Re: Remaining things to remove mostly per the 80/20 rule
hga@xxxxxx 11 Aug 2019 19:27 UTC
>From: Lassi Kortela <xxxxxx@lassi.io>
>Date: Sunday, August 11, 2019 10:10 AM
>> user-login-name, which as Lassi notes, "is reliably accomplished
>> via (user-info:name (user-info (user-uid)))", that the passwd
>> database is the source of truth, but the routines that query it can
>> be overridden with e.g. a LD_PRELOAD hack. John agreed
>> user-login-name should go, I will add a note pointing out Lassi's
>> alternative.
> Thanks! (getenv "USER") is the other possible route. Forcing users
> to pick one of those two manual routes instead of having an abstract
> (user-login-name) procedure makes things more explicit.
I hang on to your every word ^_^.
R7RS has SRFI-98's (get-environment-variable name), but per a check
just now I don't think any previous Scheme standard has one.

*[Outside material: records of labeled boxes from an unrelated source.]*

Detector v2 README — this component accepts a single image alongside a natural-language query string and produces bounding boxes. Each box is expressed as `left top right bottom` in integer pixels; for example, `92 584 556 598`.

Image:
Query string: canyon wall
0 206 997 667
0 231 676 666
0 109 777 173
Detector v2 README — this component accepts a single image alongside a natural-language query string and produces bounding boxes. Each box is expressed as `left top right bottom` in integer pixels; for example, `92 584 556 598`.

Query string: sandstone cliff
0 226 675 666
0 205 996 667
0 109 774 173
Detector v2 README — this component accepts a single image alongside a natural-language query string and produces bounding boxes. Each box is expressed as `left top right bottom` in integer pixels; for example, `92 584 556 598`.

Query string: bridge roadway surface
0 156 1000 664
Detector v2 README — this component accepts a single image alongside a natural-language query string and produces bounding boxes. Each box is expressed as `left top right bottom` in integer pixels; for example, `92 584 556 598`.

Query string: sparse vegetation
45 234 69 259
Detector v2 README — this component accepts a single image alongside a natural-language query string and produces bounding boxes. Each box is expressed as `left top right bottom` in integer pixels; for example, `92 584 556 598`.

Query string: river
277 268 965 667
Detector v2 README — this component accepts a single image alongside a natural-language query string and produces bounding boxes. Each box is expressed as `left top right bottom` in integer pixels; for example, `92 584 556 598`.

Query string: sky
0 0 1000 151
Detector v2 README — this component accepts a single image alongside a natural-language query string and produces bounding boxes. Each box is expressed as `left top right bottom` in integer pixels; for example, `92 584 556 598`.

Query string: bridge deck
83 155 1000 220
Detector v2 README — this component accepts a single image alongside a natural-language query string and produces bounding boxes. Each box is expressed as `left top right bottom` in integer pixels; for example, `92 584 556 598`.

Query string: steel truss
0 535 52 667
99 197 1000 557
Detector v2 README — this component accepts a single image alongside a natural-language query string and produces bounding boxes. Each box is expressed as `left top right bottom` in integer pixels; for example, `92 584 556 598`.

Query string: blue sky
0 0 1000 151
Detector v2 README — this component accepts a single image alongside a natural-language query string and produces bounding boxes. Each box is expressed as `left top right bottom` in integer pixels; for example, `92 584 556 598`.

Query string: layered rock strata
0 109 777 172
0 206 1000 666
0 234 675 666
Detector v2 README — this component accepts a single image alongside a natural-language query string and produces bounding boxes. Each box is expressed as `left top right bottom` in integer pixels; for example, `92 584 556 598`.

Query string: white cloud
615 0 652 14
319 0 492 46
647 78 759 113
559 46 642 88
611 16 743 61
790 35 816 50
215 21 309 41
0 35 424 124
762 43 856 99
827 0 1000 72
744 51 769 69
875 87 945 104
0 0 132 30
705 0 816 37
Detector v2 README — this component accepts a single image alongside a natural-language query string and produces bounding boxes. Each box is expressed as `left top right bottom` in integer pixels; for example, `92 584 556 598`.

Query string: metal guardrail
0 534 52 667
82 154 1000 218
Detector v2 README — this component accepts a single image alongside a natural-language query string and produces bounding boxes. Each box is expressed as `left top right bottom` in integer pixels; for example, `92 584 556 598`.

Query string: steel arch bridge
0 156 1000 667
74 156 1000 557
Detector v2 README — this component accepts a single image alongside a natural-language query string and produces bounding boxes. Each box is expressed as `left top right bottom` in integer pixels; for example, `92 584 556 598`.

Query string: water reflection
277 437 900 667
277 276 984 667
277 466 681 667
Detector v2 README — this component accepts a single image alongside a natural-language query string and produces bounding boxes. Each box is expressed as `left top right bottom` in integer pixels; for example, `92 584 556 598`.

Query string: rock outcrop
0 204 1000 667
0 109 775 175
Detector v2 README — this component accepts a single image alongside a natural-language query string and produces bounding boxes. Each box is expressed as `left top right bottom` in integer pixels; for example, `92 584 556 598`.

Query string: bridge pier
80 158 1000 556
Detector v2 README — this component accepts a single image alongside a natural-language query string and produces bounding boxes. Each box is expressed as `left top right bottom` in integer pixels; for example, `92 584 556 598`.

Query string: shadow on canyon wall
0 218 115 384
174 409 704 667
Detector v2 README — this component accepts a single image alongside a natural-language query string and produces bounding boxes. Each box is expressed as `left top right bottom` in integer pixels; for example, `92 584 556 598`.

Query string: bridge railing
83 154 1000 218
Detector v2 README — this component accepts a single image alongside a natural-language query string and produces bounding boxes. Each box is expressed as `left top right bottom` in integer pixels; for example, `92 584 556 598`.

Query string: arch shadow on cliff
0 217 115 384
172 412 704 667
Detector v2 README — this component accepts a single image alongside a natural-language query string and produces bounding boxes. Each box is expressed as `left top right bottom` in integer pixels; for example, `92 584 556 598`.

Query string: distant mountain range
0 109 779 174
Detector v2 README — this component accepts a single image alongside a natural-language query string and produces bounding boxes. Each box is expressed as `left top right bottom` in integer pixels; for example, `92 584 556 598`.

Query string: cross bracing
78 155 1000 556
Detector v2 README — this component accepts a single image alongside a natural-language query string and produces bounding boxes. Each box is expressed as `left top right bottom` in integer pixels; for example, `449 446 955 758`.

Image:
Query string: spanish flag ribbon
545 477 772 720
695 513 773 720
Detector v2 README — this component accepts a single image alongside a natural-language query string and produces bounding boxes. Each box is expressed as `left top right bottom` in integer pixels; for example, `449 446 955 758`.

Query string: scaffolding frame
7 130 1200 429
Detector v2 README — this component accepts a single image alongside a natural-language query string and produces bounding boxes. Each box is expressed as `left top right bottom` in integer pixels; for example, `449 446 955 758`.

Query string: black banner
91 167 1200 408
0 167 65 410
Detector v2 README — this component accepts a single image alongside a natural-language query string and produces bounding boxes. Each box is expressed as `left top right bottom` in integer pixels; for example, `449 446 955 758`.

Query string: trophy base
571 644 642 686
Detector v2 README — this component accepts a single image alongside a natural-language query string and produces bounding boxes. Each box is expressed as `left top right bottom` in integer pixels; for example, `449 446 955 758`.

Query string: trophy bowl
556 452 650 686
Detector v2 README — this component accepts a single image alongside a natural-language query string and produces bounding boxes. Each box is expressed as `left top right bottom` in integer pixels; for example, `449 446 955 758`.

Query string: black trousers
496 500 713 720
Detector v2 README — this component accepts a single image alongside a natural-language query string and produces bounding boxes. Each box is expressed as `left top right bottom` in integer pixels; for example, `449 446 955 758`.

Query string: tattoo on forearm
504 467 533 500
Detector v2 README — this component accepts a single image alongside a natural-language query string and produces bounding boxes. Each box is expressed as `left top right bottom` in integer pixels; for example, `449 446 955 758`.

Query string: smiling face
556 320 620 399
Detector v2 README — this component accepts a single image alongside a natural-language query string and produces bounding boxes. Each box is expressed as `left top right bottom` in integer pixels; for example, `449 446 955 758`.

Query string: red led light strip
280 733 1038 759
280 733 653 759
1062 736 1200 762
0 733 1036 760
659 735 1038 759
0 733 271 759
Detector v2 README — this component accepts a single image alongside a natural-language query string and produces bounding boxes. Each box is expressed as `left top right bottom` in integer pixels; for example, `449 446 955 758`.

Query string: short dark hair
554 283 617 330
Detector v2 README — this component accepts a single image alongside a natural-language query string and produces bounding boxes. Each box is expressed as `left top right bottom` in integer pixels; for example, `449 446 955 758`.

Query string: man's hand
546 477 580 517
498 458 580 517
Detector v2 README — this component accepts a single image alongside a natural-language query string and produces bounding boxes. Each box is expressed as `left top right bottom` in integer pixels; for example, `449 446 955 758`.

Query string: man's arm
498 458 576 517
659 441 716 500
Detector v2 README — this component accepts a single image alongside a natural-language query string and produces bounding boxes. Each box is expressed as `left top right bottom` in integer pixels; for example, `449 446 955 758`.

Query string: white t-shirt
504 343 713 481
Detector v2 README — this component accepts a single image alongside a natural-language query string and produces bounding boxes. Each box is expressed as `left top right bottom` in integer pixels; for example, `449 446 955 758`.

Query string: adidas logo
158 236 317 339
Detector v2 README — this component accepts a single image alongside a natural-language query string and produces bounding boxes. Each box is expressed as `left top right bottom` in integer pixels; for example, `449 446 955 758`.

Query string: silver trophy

So it
looks like I should add mention of the above, but specifying both
these sources and "(get-environment-variable "USER")".
> [ Windows. ]
>> I originally advocated against all of 3.6 User and group database
>> access, user-info and group-info, but there are solid arguments for
>> them including the above observation by Lassi.
> We could also put all the user/group database procedures in their own
> SRFI. I think they are pretty well isolated from other OS interfaces.
I don't think there's a positive payoff in the suggested proliferation
of SRFIs. They're isolated, but they still require jumping down to
the world of C, and might as well be bundled with this base POSIX SRFI.
> Things that deal with user/group _numbers_ pertaining to the current
> process, such as (user-uid) et.al., should probably be in the same
> SRFI as the process and signal stuff.
They're very useful at this base POSIX SRFI level for e.g. logging, so
I think they should stay here, and have the processes SRFI(s) require
at least some specific subset of procedures in this SRFI.